A new study from UCLA and Stanford University researchers finds that three-dimensional human stem cell-derived ‘mini brain’ organoids can mature in a manner that is strikingly similar to human brain development.
For the new study, published in Nature Neuroscience February 22, senior authors Dr. Daniel Geschwind of UCLA and Dr. Sergiu Pasca of Stanford University conducted extensive genetic analysis of organoids that had been grown for up to 20 months in a lab dish. They found that these 3-D organoids follow an internal clock that guides their maturation in sync with the timeline of human development.
“This is novel—Until now, nobody has grown and characterized these organoids for this amount of time, xenical vitamin deficiency nor shown they will recapitulate human brain development in a laboratory environment for the most part,” said Geschwind, MD, Ph.D., MacDonald Distinguished Professor in Human Genetics at the David Geffen School of Medicine at UCLA, member of the Eli and Edythe Broad Center of Regenerative Medicine and Stem Cell Research at UCLA, and the senior associate dean and associate vice chancellor and director of the Institute for Precision Health at UCLA.
“This will be an important boost for the field. We’ve shown that these organoids can mature and replicate many aspects of normal human development—making them a good model for studying human disease in a dish,” he said.
Human brain organoids are created using induced pluripotent stem cells, also known as iPS cells, which are derived from skin or blood cells that have been reprogrammed back to an embryonic stem cell-like state allowing scientists to create any cell type.
These iPS cells are then exposed to a specialized mix of chemicals that influences them to create the cell of a certain region of the brain. With time and the right conditions, the cells self-organize to create 3-D structures that faithfully replicate several aspects of human brain development.
Human stem cell-derived organoids have the potential to revolutionize the practice of medicine by giving researchers unprecedented insights into how complex organs—including the brain—develop and respond to disease.
For several years, researchers have been growing human brain organoids to study human neurological and neurodevelopmental disorders, such as epilepsy, autism and schizophrenia.

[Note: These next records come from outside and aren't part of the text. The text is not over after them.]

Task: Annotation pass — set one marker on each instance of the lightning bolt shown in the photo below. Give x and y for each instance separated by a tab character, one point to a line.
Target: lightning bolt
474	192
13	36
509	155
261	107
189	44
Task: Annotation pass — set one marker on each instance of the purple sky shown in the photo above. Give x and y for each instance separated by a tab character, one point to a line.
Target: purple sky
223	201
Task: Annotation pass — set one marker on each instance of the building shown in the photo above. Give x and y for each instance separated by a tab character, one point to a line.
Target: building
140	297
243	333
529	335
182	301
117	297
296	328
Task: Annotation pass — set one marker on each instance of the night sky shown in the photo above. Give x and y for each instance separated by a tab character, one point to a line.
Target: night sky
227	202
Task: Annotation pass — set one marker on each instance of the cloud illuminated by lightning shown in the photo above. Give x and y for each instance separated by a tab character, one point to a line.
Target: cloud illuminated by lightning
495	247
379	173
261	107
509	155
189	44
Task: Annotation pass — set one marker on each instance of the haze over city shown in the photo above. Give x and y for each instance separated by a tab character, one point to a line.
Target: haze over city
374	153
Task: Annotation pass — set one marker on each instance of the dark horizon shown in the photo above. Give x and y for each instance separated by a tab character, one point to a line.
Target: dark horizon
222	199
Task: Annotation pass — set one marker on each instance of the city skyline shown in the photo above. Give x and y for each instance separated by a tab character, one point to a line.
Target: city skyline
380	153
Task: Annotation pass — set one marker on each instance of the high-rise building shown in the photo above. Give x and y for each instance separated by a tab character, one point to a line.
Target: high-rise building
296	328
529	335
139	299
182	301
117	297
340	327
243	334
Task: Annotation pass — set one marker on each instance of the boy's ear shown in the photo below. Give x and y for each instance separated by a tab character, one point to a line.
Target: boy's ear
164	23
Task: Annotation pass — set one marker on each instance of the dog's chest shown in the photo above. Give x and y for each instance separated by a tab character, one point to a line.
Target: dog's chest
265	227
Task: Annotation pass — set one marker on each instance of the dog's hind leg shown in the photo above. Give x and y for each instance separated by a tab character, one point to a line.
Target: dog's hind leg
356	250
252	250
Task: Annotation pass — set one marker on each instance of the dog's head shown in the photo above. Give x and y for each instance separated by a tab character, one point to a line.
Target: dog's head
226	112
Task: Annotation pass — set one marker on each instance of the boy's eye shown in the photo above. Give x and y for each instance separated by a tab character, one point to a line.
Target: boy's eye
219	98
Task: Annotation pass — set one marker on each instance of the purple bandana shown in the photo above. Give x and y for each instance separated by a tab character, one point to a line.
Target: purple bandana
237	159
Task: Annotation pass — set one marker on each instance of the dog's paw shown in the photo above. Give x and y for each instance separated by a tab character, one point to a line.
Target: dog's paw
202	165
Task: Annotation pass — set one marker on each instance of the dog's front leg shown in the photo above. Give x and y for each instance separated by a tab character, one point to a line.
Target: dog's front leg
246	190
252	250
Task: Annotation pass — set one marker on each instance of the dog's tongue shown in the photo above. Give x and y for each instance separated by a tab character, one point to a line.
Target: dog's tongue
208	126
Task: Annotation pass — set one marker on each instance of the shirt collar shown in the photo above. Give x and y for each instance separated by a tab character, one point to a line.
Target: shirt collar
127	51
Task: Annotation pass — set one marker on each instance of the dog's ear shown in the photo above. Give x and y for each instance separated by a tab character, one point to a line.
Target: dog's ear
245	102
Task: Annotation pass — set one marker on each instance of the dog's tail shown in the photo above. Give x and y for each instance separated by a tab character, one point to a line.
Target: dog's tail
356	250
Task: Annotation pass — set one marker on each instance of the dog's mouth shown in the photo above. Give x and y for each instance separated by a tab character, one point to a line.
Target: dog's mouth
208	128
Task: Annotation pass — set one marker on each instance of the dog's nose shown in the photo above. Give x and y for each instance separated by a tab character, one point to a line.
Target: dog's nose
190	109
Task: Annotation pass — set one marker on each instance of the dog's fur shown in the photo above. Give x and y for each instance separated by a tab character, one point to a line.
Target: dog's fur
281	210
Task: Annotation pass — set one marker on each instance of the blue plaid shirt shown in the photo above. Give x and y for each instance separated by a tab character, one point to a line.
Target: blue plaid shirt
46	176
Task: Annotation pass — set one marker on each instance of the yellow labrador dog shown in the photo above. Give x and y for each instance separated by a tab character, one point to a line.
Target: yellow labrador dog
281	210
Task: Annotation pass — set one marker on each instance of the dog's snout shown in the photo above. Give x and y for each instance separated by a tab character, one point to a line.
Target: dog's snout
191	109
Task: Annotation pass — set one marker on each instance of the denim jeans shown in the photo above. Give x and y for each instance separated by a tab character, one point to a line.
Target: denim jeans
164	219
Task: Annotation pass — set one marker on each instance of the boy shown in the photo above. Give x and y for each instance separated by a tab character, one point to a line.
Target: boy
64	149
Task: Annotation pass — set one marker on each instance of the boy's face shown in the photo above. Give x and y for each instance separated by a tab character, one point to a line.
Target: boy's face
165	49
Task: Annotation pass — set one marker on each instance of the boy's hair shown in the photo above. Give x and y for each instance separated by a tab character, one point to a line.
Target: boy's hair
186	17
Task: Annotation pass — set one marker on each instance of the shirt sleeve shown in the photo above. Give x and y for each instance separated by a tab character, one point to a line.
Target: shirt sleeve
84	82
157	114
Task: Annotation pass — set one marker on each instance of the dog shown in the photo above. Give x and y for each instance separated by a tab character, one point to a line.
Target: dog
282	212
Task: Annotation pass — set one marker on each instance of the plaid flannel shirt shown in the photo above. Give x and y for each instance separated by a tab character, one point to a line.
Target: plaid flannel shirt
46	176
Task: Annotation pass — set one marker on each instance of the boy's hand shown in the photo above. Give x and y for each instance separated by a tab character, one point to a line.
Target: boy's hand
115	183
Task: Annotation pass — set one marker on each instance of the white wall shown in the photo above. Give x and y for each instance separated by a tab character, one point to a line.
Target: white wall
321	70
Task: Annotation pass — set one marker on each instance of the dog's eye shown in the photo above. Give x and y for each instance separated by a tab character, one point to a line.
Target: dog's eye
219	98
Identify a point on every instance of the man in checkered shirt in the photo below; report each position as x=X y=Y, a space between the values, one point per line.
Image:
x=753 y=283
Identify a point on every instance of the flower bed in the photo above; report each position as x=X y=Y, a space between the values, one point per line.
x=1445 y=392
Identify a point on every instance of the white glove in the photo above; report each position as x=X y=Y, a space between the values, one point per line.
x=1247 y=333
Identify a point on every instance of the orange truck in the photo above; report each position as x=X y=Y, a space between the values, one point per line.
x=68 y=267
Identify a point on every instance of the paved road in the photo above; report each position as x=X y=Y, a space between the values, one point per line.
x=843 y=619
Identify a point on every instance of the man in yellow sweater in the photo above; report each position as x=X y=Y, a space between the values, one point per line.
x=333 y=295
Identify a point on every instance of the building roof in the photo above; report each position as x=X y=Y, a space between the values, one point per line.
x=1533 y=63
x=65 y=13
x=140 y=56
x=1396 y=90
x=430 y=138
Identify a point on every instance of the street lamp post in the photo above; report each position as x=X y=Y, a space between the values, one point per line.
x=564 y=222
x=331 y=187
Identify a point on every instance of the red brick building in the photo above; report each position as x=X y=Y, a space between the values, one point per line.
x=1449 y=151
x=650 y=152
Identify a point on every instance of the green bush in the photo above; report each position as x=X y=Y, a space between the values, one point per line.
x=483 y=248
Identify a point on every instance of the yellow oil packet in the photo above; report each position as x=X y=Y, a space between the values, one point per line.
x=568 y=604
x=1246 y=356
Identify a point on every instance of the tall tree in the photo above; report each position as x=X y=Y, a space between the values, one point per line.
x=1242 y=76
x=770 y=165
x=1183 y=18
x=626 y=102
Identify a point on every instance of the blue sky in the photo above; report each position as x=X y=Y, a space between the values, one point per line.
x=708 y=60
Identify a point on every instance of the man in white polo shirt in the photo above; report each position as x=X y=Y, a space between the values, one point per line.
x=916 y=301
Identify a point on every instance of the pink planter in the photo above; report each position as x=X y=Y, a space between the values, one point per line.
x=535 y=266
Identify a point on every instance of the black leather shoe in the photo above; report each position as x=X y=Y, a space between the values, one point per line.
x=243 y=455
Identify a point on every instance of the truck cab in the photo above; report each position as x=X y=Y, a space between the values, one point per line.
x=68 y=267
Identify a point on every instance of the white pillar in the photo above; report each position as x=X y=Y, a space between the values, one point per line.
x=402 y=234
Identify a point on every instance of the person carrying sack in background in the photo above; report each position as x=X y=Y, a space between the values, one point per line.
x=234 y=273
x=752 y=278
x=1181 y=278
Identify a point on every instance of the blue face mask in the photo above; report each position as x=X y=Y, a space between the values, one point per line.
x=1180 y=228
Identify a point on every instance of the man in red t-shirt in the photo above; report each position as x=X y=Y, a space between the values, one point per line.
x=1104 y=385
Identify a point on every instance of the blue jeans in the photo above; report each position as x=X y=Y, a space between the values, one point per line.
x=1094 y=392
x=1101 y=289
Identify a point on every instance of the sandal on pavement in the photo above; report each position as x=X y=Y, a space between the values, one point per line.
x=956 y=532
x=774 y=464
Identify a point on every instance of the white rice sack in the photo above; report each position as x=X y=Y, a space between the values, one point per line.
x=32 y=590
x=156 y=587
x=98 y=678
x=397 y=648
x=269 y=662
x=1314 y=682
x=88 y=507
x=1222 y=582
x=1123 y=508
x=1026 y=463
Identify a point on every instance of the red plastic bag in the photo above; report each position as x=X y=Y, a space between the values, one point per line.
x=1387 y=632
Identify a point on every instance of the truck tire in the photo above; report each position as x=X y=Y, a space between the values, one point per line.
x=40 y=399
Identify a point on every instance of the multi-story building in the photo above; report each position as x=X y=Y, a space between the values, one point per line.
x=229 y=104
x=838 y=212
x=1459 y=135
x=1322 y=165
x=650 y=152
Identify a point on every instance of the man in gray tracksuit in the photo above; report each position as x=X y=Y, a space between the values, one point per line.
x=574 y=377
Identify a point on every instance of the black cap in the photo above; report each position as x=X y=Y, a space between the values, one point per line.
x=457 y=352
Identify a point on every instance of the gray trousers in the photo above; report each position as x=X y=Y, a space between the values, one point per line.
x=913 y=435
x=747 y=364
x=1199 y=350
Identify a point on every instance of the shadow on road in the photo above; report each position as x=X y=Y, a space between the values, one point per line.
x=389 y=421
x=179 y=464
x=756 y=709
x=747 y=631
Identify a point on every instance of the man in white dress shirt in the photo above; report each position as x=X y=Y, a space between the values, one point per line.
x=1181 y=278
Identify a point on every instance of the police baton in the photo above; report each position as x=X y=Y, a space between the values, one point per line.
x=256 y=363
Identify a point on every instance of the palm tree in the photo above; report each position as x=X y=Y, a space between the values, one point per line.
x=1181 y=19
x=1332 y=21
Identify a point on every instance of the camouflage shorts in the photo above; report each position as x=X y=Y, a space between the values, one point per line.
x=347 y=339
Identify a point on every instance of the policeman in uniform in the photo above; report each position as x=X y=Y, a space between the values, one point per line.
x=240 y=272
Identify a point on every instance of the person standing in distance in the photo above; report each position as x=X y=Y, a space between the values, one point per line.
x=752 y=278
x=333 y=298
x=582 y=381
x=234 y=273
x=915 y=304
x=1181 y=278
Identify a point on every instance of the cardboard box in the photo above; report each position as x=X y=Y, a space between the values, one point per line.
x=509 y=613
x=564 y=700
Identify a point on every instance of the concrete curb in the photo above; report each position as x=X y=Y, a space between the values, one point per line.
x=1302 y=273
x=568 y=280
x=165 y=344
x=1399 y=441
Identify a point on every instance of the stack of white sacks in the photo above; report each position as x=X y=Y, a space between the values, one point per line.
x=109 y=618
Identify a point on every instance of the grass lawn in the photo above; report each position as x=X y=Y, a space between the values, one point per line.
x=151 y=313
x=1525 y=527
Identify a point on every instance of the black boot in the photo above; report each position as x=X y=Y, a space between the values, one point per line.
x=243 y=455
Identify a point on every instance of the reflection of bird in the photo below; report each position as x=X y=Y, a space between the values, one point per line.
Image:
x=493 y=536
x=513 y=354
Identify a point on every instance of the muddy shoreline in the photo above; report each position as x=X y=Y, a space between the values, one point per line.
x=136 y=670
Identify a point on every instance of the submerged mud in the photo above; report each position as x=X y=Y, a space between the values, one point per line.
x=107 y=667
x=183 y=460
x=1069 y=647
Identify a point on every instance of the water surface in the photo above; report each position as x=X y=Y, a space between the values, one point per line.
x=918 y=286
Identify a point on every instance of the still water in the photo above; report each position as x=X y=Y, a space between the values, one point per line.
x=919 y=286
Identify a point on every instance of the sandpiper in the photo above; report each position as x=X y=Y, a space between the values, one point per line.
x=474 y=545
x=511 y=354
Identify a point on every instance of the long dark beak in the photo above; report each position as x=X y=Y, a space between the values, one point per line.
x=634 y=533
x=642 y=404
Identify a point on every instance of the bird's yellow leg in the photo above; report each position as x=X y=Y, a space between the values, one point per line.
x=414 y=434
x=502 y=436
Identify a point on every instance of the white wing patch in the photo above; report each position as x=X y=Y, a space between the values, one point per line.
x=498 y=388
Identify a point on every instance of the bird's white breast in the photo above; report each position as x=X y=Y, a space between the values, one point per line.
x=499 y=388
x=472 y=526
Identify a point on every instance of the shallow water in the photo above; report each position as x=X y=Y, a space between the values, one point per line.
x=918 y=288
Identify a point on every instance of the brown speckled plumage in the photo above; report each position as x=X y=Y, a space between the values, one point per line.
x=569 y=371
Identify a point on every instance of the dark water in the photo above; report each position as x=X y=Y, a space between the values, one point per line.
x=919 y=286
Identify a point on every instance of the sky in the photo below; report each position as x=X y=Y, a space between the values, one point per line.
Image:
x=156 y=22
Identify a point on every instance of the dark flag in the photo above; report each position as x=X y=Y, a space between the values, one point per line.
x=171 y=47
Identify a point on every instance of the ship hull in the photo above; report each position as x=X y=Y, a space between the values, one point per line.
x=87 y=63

The utility of these models has been hindered by the widespread belief that the cells that make up these organoids remain stuck in a developmental state analogous to the cells seen in fetal development. The study shows that it may be possible to grow the cells to a maturity that will allow scientists to better study adult-onset diseases, such as schizophrenia or dementia.
“There is huge interest in stem cell models of human disease,” Geschwind added. “This work represents an important milestone by showing which aspects of human brain development are modeled with the highest fidelity and which specific genes are behaving well in vitro and when best to model them. Equally important, we provide a framework based on unbiased genomic analyses for assessing how well in vitro models model in vivo development and function.”
The authors also provide a tool called GECO that allows researchers to browse their genes of interest for measuring fidelity between in vitro and in vivo brain.